As the demand for wireless information services continue to increase, mobile devices are evolving to support integrated voice, data, and streaming media while providing seamless network coverage between wide area cellular networks and wireless local area networks (LAN). Wireless LANs generally provide telephony and data services over relatively small geographic regions using a standard protocol, such as IEEE 802.11, Bluetooth, or the like. The existence of wireless LANs provides a unique opportunity to increase user capacity in a wide area cellular network by extending cellular communications to the unlicensed spectrum using the infrastructure of the wireless LAN.
However, unlike cellular services, many wireless LAN technologies allow all potential transmitting devices random access to the broadcast medium without guaranteeing particular Quality of Service (QoS) levels. Thus, for certain applications such as Voice over IP (VoIP), delays may be introduced between communicating users that are, at the least, minor annoyances and, at the worst, unacceptable from the user's viewpoint. Because many such wireless LANs also employ random back-off algorithms to avoid subsequent contention between the users, these delays (and therefore performance) only worsen as more VoIP users associate with a particular wireless LAN.

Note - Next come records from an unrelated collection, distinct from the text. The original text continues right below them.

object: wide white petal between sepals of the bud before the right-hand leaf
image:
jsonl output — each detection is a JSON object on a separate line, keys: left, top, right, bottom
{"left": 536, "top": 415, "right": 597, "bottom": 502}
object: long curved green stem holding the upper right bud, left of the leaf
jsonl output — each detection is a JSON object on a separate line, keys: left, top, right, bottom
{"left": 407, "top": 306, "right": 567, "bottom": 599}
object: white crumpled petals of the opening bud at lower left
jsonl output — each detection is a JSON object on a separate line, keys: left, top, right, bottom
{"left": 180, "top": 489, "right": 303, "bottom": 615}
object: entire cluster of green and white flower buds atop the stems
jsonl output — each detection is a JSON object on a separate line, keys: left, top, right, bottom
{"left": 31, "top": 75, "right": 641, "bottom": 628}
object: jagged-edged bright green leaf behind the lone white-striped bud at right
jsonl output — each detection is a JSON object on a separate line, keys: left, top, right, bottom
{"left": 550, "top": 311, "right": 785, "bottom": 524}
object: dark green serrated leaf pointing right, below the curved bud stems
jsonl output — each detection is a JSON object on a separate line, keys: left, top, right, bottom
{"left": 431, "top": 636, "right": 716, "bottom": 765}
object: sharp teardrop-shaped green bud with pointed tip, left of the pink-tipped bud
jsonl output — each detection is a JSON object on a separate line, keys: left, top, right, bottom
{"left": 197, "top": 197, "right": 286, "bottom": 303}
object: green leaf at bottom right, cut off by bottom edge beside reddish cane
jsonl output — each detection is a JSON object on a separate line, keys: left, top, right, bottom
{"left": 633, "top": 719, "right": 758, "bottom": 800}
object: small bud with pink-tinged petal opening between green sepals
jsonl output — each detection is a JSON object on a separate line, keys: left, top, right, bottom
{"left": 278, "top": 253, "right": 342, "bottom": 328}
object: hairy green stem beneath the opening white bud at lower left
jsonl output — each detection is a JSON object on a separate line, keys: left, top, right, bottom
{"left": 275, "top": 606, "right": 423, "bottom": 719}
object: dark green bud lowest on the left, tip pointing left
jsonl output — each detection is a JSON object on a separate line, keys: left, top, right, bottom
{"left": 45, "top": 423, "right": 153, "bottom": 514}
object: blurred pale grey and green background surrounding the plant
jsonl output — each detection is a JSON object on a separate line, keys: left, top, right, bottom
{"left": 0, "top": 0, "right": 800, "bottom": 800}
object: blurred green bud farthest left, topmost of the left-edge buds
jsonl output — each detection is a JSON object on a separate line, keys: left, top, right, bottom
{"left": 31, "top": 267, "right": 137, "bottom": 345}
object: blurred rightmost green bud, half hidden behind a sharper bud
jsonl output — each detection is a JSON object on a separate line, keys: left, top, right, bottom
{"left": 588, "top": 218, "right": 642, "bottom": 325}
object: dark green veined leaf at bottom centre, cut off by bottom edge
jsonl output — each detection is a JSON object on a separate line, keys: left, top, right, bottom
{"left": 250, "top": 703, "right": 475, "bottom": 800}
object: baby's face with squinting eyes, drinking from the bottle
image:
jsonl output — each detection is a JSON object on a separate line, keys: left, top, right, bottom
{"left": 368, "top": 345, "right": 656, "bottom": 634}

Some techniques for addressing this problem have been developed in the past with respect to 802.11 wireless LANs. These techniques have typically included assigning a priority to VoIP traffic and then handling that traffic outside of the implemented standard using tactics such as modifying the contention window, modifying the interframe spacing, jamming or overriding other traffic; not requiring an acknowledgement (ACK), using a zero-back-off setting, and transmitting VoIP packets ahead of any data packets waiting in the transmission queue.
Regardless of the merits of any of these techniques, continued improvement in the QoS of VOIP applications within a wireless LAN remains desirable and it is preferable that such improvement be accomplished without deviating from already established communications standards such as, for example, 802.11.